Tony was raised Christian, a fact only worth noting because growing up in the church seems to be something that has shaped his meditative outlook. His mother ran music at his church—and he “still adheres to Christianity.” Although, for him, it’s more about “following Jesus” and his teachings than it is the institution of the church.
“But also,” he shares, “I find a very, very strong sense of home when I when I’m in a Hare Krishna temple. And I think there’s a lot of similarities from a lot of the Scriptures I’ve read between their ideas for how to conduct yourself and Christian ideas for how to conduct yourself.”
Which is to say, he’s someone grappling with the bigger issues at the beginning of what I hope is a long and fruitful career. One I am enthusiastically here for. As a veteran musician, Tony Muggs, of Detroit’s The Muggs, who invited Asphalt Flowers to play the Muggs upcoming vinyl release party at Cadieux Café.

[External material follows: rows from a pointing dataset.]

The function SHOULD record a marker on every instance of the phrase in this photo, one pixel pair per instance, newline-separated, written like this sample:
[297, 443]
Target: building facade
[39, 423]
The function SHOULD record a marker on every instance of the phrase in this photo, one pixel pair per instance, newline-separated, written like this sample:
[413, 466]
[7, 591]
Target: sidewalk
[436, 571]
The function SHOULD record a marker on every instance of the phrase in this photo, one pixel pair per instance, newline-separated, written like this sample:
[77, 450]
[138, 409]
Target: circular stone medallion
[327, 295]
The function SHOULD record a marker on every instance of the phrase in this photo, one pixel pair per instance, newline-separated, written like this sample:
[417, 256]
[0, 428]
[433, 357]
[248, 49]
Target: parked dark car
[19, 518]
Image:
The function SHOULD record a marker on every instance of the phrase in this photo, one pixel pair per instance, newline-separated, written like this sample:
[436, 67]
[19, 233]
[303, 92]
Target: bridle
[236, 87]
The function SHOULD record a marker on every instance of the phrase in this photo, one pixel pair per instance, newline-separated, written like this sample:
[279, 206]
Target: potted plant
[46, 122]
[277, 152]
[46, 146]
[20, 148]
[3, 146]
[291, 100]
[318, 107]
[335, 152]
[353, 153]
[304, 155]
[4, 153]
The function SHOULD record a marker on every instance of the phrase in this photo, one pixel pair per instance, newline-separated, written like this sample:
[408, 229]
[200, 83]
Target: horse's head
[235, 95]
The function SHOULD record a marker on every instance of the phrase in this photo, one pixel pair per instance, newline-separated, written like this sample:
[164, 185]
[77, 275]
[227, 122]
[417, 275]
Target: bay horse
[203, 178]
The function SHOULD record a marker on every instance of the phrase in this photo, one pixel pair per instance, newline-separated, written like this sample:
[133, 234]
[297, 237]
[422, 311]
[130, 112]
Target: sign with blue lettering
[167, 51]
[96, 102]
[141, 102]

This interview is, in fact, the direct result of my interview with Tony Muggs—whose simple praise for his fellow musician and band is more powerful than anything I can write:
“Oh, he’s a sweetheart. They’re all great guys. You know, I love a band that is sweet at what they do. Intelligent, super talented, and humble. But leave it on the cutting room floor. You know, they speak with their voices and their instrumentation, and it’s no posturing just all great songs…”
The following back and forth were conducted by email on a Saturday night. Because “you are all of the time how you are some of the time,” and Tony answers his emails promptly and thoughtfully.
CV HENRIETTE: HOW DO YOU LISTEN TO MUSIC ON YOUR PERSONAL TIME?
TONY PULICE: I rarely listen to music on my personal time because I like the quiet—but usually in the car or headphones
CVh: THE LAST ALBUM YOU LISTENED TO IN ITS ENTIRETY?
TP: Jackson C Frank’s complete recordings.
CVh: AFTER THE SHOW, LAFAYETTE OR AMERICAN CONEY ISLAND?
CVh: WHAT’S AN INSTRUMENT YOU WISH YOU COULD PLAY?
TP: Sitar and viola.
CVh: IF YOU HAD A THEME SONG, WHAT WOULD IT BE?
TP: Sometimes when I’m high, I feel lile one of those cartoons from the 1930s strollin‘ along in time with the music, so I’d say that stuff is my theme music.
CVh: BEST LIVE SHOW YOU’VE EVER SEEN?
TP: A tie between Dead and Company and George Clinton.
CVh: HOW DO YOU TAKE YOUR COFFEE?
TP: I don’t.
CVh: WHO ARE YOUR MUSICAL INFLUENCES?
TP: My main influences are nature, dreams, memories, experiences, etc.
CVh: HOW HAS MUSIC SHAPED YOUR LIFE AS A PERSON?
TP: Music has brought out the best in me. Being involved in Asphalt Flowers (as well as a new group, Dream Shoppe) motivates and inspires me constantly to become a better friend, thinker, composer, singer, guitarist/bassist—to live healthy, to learn new instruments, and to remain always in a state of spiritual awareness
CVh: WHAT’S YOUR HEADPHONE-ONLY MUSIC?
TP: I don’t have headphone-only music.
CVh: FIRST SONG THAT COMES TO MIND?
TP: First song that comes to mind right now is “Prelude in C Sharp Minor” by Sergei Rachmaninoff.
CVh: WHAT SONG DO YOU CRY TO IN THE SHOWER?
TP: I don’t listen to music in the shower.
CVh: MOTOWN TECHNO OR GARAGE ROCK?
TP: I could take or leave Motown and garage, never heard much techno at all.